Python 如何收集文件中关键字之间的所有数据行-开始+；以换行符结束_Python_Regex_Python 3.x_Parsing

Python 如何收集文件中关键字之间的所有数据行-开始+；以换行符结束

python regex python-3.x parsing

Python 如何收集文件中关键字之间的所有数据行-开始+；以换行符结束,python,regex,python-3.x,parsing,Python,Regex,Python 3.x,Parsing,我试图从非常大的日志文件中收集特定信息，但无法确定如何获得所需的行为作为参考，示例日志如下所示： start_capture = False for current_line in fileName: if 'keyword1' in current_line: start_capture = True if start_capture: new_list.append(current_line) if 'keyword2' in cur

我试图从非常大的日志文件中收集特定信息，但无法确定如何获得所需的行为

作为参考，示例日志如下所示：

start_capture = False
for current_line in fileName:
    if 'keyword1' in current_line:
        start_capture = True
    if start_capture:
        new_list.append(current_line)
    if 'keyword2' in current_line:
        return(new_list)

def takewhile_plus_next(predicate, xs):
for x in xs:
    if not predicate(x):
        break
    yield x
yield x
with lastdb as f:
    lines = map(str.rstrip, f)
    skipped = dropwhile(lambda line: 'Warning: fatal assert' not in line, lines)
    lines_to_keep = takewhile_plus_next(lambda line: 'uptime:' not in line, skipped)
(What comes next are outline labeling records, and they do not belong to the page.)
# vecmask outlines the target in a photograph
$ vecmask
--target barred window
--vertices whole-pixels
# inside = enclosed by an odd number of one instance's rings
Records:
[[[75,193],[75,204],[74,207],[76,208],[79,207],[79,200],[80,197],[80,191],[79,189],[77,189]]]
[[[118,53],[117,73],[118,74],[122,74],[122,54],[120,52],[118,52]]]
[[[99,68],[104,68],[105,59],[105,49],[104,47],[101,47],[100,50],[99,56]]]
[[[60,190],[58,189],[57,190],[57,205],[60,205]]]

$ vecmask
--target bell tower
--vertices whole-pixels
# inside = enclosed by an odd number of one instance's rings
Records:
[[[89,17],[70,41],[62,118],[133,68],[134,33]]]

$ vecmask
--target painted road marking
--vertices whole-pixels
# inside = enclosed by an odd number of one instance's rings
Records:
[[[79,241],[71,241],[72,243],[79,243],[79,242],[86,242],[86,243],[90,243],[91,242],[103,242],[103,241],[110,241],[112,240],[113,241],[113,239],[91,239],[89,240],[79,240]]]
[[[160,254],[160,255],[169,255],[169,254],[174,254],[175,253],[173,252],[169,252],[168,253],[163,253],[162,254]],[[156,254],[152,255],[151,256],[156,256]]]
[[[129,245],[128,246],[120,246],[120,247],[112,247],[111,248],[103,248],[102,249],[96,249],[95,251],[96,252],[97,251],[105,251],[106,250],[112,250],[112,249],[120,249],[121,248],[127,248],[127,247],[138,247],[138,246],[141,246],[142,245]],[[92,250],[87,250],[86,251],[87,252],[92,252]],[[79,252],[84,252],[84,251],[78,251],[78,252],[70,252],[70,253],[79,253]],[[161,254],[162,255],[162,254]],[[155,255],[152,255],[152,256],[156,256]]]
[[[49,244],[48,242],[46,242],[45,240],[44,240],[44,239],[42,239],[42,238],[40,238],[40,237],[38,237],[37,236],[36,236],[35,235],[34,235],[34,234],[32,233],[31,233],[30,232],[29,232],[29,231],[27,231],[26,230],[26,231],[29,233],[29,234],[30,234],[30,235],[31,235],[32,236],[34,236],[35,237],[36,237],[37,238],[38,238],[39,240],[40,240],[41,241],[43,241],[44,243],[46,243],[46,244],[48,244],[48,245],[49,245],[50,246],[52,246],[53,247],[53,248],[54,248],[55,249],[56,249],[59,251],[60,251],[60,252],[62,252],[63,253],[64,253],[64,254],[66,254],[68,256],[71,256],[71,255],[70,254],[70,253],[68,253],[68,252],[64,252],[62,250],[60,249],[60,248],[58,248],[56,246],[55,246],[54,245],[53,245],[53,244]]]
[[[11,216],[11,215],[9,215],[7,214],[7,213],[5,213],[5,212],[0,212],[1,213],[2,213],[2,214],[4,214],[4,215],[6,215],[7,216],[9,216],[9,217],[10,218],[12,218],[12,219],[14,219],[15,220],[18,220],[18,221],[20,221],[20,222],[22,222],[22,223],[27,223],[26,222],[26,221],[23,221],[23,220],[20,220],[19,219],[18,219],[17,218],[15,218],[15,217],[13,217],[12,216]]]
我需要的是找到“关键字1”，抓取整行关键字1处于打开状态（返回时间戳）和所有后续行，直到（包括）整行关键字2处于打开状态（通过最后一位数据）

到目前为止，我已经尝试了一些事情。我无法通过re方法（findall、match、search等）获得令人满意的结果；我不知道如何在比赛前抓取数据（即使是向后看一眼），但更重要的是，我不知道如何在一个短语而不仅仅是一个字符处抓取数据

for match in re.findall('keyword1[keyword2]+|', showall.read()):

我也试过这样的方法：

start_capture = False
for current_line in fileName:
    if 'keyword1' in current_line:
        start_capture = True
    if start_capture:
        new_list.append(current_line)
    if 'keyword2' in current_line:
        return(new_list)

def takewhile_plus_next(predicate, xs):
for x in xs:
    if not predicate(x):
        break
    yield x
yield x
with lastdb as f:
    lines = map(str.rstrip, f)
    skipped = dropwhile(lambda line: 'Warning: fatal assert' not in line, lines)
    lines_to_keep = takewhile_plus_next(lambda line: 'uptime:' not in line, skipped)

不管我怎么做，它都返回一个空列表

最后，我尝试了这样的方法：

start_capture = False
for current_line in fileName:
    if 'keyword1' in current_line:
        start_capture = True
    if start_capture:
        new_list.append(current_line)
    if 'keyword2' in current_line:
        return(new_list)

def takewhile_plus_next(predicate, xs):
for x in xs:
    if not predicate(x):
        break
    yield x
yield x
with lastdb as f:
    lines = map(str.rstrip, f)
    skipped = dropwhile(lambda line: 'Warning: fatal assert' not in line, lines)
    lines_to_keep = takewhile_plus_next(lambda line: 'uptime:' not in line, skipped)

最后一个包含了从关键字1到EOF的所有内容，EOF包含了近100000行垃圾数据。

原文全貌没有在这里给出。